A majority of Committee members shall constitute a quorum for the transaction of business. The action of a majority of those present at a meeting at which a quorum is attained, shall be the act of the Committee. The Committee may delegate matters within its responsibility to subcommittees composed of certain of its members. The Committee shall meet in executive session without the presence of any members of management as often as it deems appropriate. The Committee shall meet as required, keep a record of its proceedings, if appropriate or needed, and report thereon from time to time to the Board of Directors.
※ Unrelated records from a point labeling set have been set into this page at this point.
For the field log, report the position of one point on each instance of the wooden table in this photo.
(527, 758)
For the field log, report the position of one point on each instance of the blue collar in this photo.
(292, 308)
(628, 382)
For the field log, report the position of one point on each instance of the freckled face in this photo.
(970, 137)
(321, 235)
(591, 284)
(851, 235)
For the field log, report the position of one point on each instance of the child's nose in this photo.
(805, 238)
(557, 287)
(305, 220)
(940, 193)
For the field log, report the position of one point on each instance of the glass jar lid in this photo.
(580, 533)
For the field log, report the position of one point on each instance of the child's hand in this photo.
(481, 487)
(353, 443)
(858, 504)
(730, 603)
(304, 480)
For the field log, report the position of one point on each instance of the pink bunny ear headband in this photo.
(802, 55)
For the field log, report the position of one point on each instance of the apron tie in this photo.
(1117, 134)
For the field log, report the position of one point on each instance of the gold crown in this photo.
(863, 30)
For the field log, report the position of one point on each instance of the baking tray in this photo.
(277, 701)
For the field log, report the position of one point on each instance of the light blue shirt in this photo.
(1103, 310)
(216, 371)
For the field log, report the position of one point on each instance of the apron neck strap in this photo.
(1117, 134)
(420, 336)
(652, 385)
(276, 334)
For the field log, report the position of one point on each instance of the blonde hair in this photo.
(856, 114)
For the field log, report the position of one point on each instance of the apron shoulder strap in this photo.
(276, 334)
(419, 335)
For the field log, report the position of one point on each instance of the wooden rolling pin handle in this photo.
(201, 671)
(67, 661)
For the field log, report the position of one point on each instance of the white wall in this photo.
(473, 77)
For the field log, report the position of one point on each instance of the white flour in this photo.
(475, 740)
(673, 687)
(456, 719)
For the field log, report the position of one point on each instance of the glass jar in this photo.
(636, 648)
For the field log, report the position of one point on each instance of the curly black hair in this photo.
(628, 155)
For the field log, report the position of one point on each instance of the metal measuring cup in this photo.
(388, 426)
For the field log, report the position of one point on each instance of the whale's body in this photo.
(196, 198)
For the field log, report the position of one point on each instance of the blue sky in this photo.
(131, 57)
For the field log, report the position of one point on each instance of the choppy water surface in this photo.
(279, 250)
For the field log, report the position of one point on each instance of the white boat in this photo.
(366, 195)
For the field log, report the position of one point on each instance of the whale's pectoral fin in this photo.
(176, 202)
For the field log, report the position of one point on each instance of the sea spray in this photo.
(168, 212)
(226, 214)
In carrying out its responsibilities, the Committee believes its policies and procedures should remain flexible, in order to best react to changing conditions and to ensure to the Board of Directors and stockholders that the corporate compensation practices of the Corporation are in accordance with all applicable requirements and are of the highest quality. The Committee shall:

  1. In consultation with senior management, establish the Corporation’s general compensation philosophy, and oversee the development and implementation of compensation programs;
  2. Annually review and approve the Corporation’s goals and objectives relevant to the compensation of the CEO, evaluate the CEO’s performance with respect to such goals, and subject to existing contractual obligations, set the CEO’s compensation level based on such evaluation;
  3. Determine and approve (and recommend for ratification by the Board acting solely through the independent directors) the CEO’s compensation level based on the Committee’s performance evaluation;
  4. The Committee shall, at least annually, review and approve all compensation for all executive officers (as such term is defined in Rule 16a-1 promulgated under the 1934 Act);
  5. Recommend to the Board the establishment and administration of incentive compensation plans and programs and employee benefit plans and programs;
  6. Review succession planning within the Corporation;
  7. Oversee any stock option, benefit and incentive plans established by the Corporation, unless otherwise determined by the Board or prohibited by the terms of such plans;
  8. Make recommendations to the Board with respect to non-CEO compensation, incentive-compensation plans and equity plans, that are subject to Board approval;
  9. The Committee shall have the authority to establish and periodically review policies concerning perquisite benefits;
  10. Review and approve all employment, severance or other employment related agreements or special compensation arrangements for each “officer” of the Corporation as defined by Rule 16a-1(f) of the Exchange Act;
  11. Review and recommend for Board approval compensation packages for new corporate officers and termination packages for corporate officers as requested by management;
  12. Review at least annually the adequacy of this charter and recommend any proposed changes to the Board for its approval;
  13. Evaluate and oversee risk in the Corporation’s compensation programs;
  14. Produce an annual report on executive compensation for inclusion in the Corporation’s proxy statement, in accordance with applicable rules and regulations;
  15. Investigate, within the scope of its duties, any matter brought to its attention;
  16. Perform any other duties or responsibilities expressly delegated to the Committee by the Board from time to time; and
  17. Annually review the compensation of members of the Board for their services to the Company and recommend changes, if any, to the Board.